Sizin gibi, her *Hâli* islâmiyete *Uygun* olan ve bir mürşid-i kâmili görerek kalbi *Nûr*’lanmış olan bir zâtın, bu *Karar*’ını işitince çok şaşırdım.
Çünkü *Nâfile* hacca, yâni *Ömre*’ye gidecekmişsiniz. Bir kerre bu, *Farz* olan bir hac değil, *Nâfile* hacdır. *Ömre*’ye niçin gideceksiniz?
Zâten *Fakîr*’siniz. Fakîr olana, hac zamânı olsa bile, hac *Farz* olmaz. Hem ananız babanız *Hasta*, evde yatıyorlar. Onların *Hak*’ları var.
Onları böyle *Bırakıp* da nereye gidiyorsunuz? *Zevce*’nizin haklarını da *Ayak*’lar altına alıp *Nere*’ye gidiyorsunuz? Böyle diyor mübârek zât.
Ne kadar doğru kardeşim. Nâfile *İbâdet* yapmak için ana-baba hakkı *Çiğneniyor*. Ailesinin, zevcesinin hakkı *Ayak*’lar altına alınıyor.
Sonra, yollarda namazlar *Kazâ*’ya kalıyor. Hâlbuki bir *Farz*’ı yapmıyan kimse, *Bin*’lerle nâfile ibâdet yapsa, o *Farz*’ı ödiyemez.
Farz, o kadar *Mühim* kardeşim. Bizim *Müjdeci Mektuplar* kitâbında yazılı bu. *Farz*’ların yanında nâfileler, *Deniz* yanında bir *Damla* su bile değildir, buyuruyor.
● ● ●
Allahü teâlânın kazâsına *Rızâ* lâzımdır kardeşim. *Kazâ* ve *Kader* meselesi, *Esrâr-ı ilâhî*’dir. Yâni Allahü teâlânın *Sır*’larından bir *Sır*’dır.
Bunun üzerinde konuşmayı, hadîs-i şerîfler *Men* etmişdir.
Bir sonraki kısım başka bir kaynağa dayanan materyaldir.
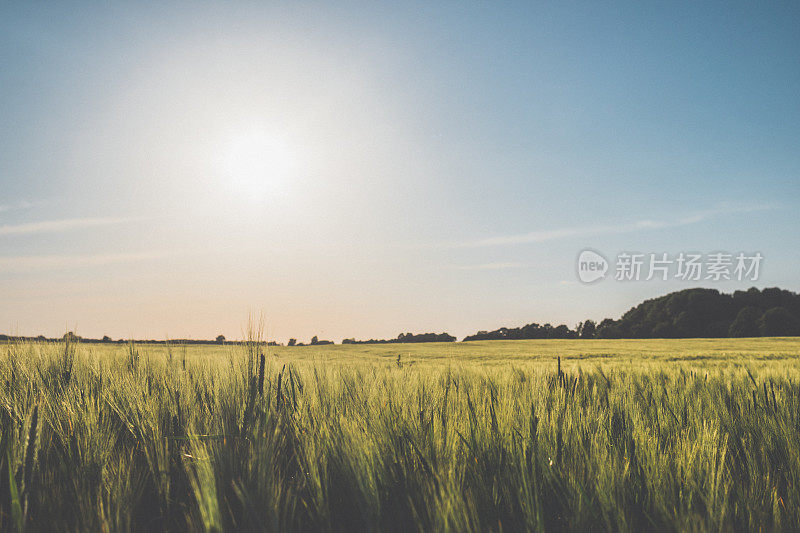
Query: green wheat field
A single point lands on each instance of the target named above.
(622, 435)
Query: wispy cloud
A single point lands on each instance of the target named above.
(22, 204)
(52, 226)
(604, 229)
(490, 266)
(61, 262)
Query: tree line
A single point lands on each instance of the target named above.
(689, 313)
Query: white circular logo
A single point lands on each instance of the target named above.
(591, 266)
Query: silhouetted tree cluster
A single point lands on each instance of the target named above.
(770, 312)
(529, 331)
(407, 337)
(689, 313)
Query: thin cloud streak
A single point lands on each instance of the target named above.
(608, 229)
(24, 204)
(54, 226)
(64, 262)
(490, 266)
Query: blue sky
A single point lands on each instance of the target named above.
(361, 169)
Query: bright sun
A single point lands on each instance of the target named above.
(255, 164)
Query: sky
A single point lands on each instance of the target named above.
(168, 170)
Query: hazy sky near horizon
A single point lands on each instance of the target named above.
(362, 169)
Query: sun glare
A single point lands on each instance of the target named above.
(255, 164)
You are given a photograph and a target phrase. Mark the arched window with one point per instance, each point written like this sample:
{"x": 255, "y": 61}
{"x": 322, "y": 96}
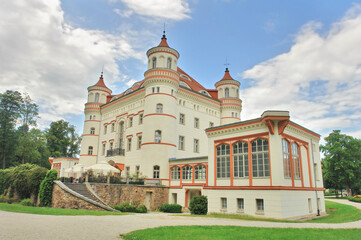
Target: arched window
{"x": 90, "y": 150}
{"x": 260, "y": 158}
{"x": 187, "y": 172}
{"x": 159, "y": 108}
{"x": 296, "y": 161}
{"x": 286, "y": 158}
{"x": 200, "y": 172}
{"x": 96, "y": 97}
{"x": 226, "y": 92}
{"x": 169, "y": 63}
{"x": 156, "y": 171}
{"x": 154, "y": 63}
{"x": 223, "y": 161}
{"x": 158, "y": 136}
{"x": 175, "y": 173}
{"x": 240, "y": 159}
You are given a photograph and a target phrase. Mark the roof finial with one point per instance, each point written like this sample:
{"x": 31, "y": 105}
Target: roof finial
{"x": 226, "y": 64}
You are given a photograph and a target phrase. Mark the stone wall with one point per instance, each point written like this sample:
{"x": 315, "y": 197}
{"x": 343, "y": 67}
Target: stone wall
{"x": 115, "y": 194}
{"x": 62, "y": 199}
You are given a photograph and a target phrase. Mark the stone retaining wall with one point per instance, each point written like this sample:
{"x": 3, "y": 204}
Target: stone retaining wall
{"x": 62, "y": 199}
{"x": 115, "y": 194}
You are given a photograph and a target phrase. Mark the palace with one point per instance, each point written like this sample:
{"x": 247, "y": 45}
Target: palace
{"x": 172, "y": 130}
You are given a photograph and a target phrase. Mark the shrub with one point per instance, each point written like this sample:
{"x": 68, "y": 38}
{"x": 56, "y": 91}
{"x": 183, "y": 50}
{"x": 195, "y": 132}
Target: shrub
{"x": 171, "y": 208}
{"x": 46, "y": 188}
{"x": 27, "y": 202}
{"x": 199, "y": 205}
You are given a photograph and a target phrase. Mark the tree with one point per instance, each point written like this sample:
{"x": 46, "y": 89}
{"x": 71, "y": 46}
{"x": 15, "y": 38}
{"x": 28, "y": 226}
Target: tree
{"x": 62, "y": 140}
{"x": 342, "y": 162}
{"x": 10, "y": 104}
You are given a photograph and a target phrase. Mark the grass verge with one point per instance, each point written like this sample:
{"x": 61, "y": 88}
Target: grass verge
{"x": 53, "y": 211}
{"x": 232, "y": 232}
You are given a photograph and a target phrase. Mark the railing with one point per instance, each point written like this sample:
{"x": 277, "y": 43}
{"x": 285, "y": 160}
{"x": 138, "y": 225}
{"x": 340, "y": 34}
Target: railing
{"x": 115, "y": 152}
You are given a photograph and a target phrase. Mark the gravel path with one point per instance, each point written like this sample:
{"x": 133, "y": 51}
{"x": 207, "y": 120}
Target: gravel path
{"x": 32, "y": 226}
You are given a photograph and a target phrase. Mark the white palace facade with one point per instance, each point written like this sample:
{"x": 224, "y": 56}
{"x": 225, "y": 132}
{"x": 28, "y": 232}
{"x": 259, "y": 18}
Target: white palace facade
{"x": 171, "y": 129}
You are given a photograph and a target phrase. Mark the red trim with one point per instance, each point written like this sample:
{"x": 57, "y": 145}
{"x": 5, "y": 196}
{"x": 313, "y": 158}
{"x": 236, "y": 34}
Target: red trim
{"x": 159, "y": 144}
{"x": 159, "y": 114}
{"x": 160, "y": 94}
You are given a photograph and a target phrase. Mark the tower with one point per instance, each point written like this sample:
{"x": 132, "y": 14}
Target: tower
{"x": 228, "y": 94}
{"x": 161, "y": 82}
{"x": 97, "y": 96}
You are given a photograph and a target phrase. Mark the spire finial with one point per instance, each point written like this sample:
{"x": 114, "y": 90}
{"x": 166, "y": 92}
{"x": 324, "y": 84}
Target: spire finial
{"x": 226, "y": 64}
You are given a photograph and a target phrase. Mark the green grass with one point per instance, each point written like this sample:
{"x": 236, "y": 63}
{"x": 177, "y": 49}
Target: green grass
{"x": 231, "y": 232}
{"x": 342, "y": 213}
{"x": 52, "y": 211}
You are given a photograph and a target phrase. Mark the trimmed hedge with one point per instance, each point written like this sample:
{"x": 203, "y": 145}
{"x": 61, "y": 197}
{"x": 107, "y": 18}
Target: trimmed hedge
{"x": 199, "y": 205}
{"x": 46, "y": 188}
{"x": 171, "y": 208}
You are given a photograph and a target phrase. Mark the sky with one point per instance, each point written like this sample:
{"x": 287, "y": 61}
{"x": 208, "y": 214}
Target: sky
{"x": 300, "y": 56}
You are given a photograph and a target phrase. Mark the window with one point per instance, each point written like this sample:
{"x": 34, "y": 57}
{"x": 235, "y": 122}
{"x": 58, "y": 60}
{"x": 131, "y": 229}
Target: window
{"x": 159, "y": 108}
{"x": 296, "y": 161}
{"x": 226, "y": 92}
{"x": 187, "y": 172}
{"x": 140, "y": 118}
{"x": 181, "y": 119}
{"x": 175, "y": 173}
{"x": 200, "y": 172}
{"x": 169, "y": 63}
{"x": 196, "y": 145}
{"x": 181, "y": 143}
{"x": 129, "y": 144}
{"x": 260, "y": 158}
{"x": 156, "y": 171}
{"x": 196, "y": 122}
{"x": 103, "y": 149}
{"x": 90, "y": 150}
{"x": 260, "y": 205}
{"x": 158, "y": 136}
{"x": 223, "y": 161}
{"x": 139, "y": 145}
{"x": 224, "y": 203}
{"x": 96, "y": 97}
{"x": 286, "y": 158}
{"x": 240, "y": 203}
{"x": 130, "y": 121}
{"x": 240, "y": 159}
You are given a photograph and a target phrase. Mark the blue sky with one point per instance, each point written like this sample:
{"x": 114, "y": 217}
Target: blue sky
{"x": 301, "y": 56}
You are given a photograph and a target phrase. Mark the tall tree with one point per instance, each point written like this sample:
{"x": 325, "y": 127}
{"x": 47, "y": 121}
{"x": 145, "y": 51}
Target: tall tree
{"x": 342, "y": 162}
{"x": 62, "y": 140}
{"x": 29, "y": 112}
{"x": 10, "y": 104}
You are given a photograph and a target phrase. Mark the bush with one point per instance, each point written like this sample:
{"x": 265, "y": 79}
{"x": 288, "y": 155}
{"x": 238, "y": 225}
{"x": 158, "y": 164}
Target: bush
{"x": 171, "y": 208}
{"x": 199, "y": 205}
{"x": 27, "y": 202}
{"x": 46, "y": 188}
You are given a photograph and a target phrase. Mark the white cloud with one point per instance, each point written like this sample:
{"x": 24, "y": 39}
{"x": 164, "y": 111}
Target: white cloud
{"x": 51, "y": 60}
{"x": 318, "y": 79}
{"x": 160, "y": 9}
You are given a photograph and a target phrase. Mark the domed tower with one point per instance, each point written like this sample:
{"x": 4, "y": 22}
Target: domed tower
{"x": 228, "y": 94}
{"x": 97, "y": 96}
{"x": 161, "y": 82}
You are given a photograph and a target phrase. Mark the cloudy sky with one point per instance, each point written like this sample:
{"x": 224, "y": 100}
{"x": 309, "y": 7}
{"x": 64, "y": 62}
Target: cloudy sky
{"x": 301, "y": 56}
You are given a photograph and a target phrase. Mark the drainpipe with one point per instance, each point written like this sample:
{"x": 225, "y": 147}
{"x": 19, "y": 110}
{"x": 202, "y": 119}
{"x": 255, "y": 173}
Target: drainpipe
{"x": 314, "y": 173}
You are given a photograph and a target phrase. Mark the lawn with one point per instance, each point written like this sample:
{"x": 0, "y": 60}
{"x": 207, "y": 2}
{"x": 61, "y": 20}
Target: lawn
{"x": 53, "y": 211}
{"x": 337, "y": 213}
{"x": 232, "y": 232}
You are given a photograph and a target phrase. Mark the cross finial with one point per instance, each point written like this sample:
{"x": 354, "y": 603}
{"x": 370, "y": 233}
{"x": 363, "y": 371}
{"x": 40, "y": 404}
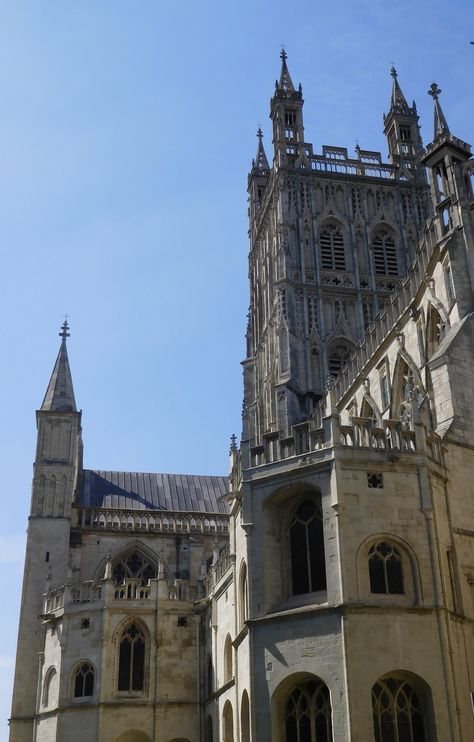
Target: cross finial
{"x": 434, "y": 91}
{"x": 64, "y": 329}
{"x": 233, "y": 444}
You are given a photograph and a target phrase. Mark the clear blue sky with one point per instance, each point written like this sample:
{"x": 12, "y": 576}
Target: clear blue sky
{"x": 126, "y": 134}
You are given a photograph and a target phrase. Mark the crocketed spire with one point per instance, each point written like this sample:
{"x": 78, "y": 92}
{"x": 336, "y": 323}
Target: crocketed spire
{"x": 59, "y": 395}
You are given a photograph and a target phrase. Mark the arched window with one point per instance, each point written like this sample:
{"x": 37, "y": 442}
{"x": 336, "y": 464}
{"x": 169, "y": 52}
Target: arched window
{"x": 385, "y": 254}
{"x": 209, "y": 730}
{"x": 398, "y": 712}
{"x": 435, "y": 330}
{"x": 243, "y": 595}
{"x": 337, "y": 357}
{"x": 50, "y": 687}
{"x": 332, "y": 249}
{"x": 134, "y": 565}
{"x": 245, "y": 718}
{"x": 308, "y": 713}
{"x": 308, "y": 568}
{"x": 228, "y": 722}
{"x": 228, "y": 664}
{"x": 83, "y": 680}
{"x": 385, "y": 570}
{"x": 210, "y": 677}
{"x": 131, "y": 672}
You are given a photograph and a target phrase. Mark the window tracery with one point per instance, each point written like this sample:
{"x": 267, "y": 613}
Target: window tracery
{"x": 84, "y": 680}
{"x": 332, "y": 248}
{"x": 385, "y": 569}
{"x": 134, "y": 565}
{"x": 385, "y": 255}
{"x": 308, "y": 714}
{"x": 398, "y": 712}
{"x": 308, "y": 568}
{"x": 131, "y": 670}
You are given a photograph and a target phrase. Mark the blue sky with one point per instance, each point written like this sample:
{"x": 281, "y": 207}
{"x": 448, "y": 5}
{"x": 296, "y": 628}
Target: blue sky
{"x": 127, "y": 131}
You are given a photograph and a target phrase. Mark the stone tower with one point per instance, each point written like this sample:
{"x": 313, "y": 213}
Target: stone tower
{"x": 324, "y": 591}
{"x": 330, "y": 236}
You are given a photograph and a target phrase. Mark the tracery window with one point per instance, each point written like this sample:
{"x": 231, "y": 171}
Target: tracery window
{"x": 338, "y": 356}
{"x": 385, "y": 254}
{"x": 308, "y": 568}
{"x": 385, "y": 569}
{"x": 308, "y": 714}
{"x": 332, "y": 249}
{"x": 84, "y": 680}
{"x": 133, "y": 565}
{"x": 131, "y": 673}
{"x": 398, "y": 712}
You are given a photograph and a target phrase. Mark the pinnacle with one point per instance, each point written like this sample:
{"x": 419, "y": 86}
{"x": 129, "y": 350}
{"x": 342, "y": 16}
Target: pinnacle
{"x": 440, "y": 124}
{"x": 398, "y": 100}
{"x": 59, "y": 395}
{"x": 261, "y": 163}
{"x": 286, "y": 82}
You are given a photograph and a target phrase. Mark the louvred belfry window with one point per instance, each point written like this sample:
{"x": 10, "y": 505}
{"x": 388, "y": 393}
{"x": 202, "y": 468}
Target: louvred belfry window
{"x": 131, "y": 675}
{"x": 332, "y": 249}
{"x": 385, "y": 254}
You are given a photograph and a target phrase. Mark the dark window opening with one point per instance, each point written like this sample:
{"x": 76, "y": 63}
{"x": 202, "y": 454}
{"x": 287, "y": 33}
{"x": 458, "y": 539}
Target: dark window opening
{"x": 385, "y": 254}
{"x": 308, "y": 714}
{"x": 84, "y": 681}
{"x": 385, "y": 570}
{"x": 131, "y": 675}
{"x": 398, "y": 712}
{"x": 308, "y": 567}
{"x": 332, "y": 249}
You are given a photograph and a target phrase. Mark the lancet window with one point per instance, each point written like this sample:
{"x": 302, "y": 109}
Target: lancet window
{"x": 84, "y": 680}
{"x": 308, "y": 567}
{"x": 308, "y": 714}
{"x": 385, "y": 254}
{"x": 131, "y": 671}
{"x": 332, "y": 248}
{"x": 385, "y": 569}
{"x": 398, "y": 712}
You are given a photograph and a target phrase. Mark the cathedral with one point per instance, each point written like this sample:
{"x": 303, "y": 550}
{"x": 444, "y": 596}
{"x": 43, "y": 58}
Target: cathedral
{"x": 323, "y": 591}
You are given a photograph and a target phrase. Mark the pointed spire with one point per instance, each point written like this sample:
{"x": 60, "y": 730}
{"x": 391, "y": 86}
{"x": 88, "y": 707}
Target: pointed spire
{"x": 441, "y": 127}
{"x": 398, "y": 100}
{"x": 286, "y": 82}
{"x": 59, "y": 395}
{"x": 260, "y": 163}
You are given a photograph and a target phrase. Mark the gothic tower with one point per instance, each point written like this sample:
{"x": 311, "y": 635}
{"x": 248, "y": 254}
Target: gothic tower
{"x": 330, "y": 237}
{"x": 57, "y": 465}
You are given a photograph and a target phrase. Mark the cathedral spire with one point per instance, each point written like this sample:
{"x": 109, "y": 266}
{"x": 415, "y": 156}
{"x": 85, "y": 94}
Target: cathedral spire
{"x": 286, "y": 82}
{"x": 398, "y": 100}
{"x": 441, "y": 127}
{"x": 59, "y": 395}
{"x": 260, "y": 164}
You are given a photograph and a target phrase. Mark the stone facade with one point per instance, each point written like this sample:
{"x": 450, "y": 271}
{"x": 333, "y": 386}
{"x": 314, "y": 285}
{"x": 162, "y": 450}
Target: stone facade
{"x": 325, "y": 590}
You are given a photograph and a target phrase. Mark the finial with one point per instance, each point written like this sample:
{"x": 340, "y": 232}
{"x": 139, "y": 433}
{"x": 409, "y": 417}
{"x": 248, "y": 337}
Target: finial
{"x": 64, "y": 329}
{"x": 434, "y": 91}
{"x": 233, "y": 444}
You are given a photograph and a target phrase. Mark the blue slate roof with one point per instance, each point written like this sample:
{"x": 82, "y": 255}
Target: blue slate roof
{"x": 141, "y": 491}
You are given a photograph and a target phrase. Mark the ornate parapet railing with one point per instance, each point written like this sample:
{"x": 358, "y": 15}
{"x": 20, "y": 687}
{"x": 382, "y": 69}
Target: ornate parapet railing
{"x": 158, "y": 521}
{"x": 389, "y": 436}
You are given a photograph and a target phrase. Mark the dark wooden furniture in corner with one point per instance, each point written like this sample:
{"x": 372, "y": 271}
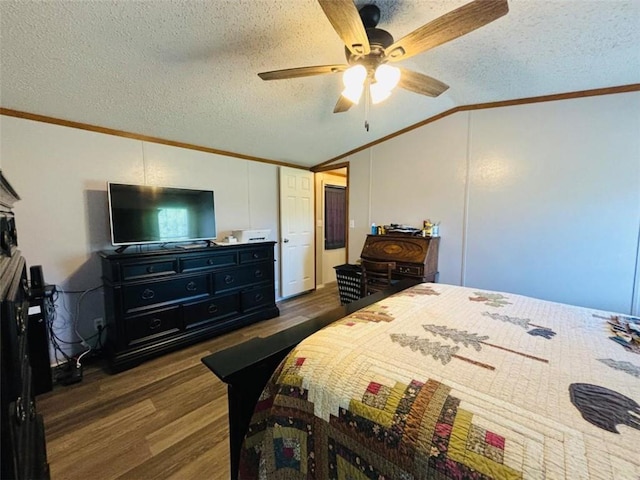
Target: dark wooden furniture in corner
{"x": 415, "y": 257}
{"x": 376, "y": 276}
{"x": 23, "y": 448}
{"x": 161, "y": 300}
{"x": 247, "y": 367}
Yâni *Kazâ* ve *Kader*’den bahsetmek şer’an *Yasak*’dır.
Bu meselede, *Ehl-i sünnet* âlimleri ne demişse, onu öğrenip *İnanmak*’dan başka çâre yokdur. Kafa yormak, düşünmek, mantık yürütmek *Doğru* değildir.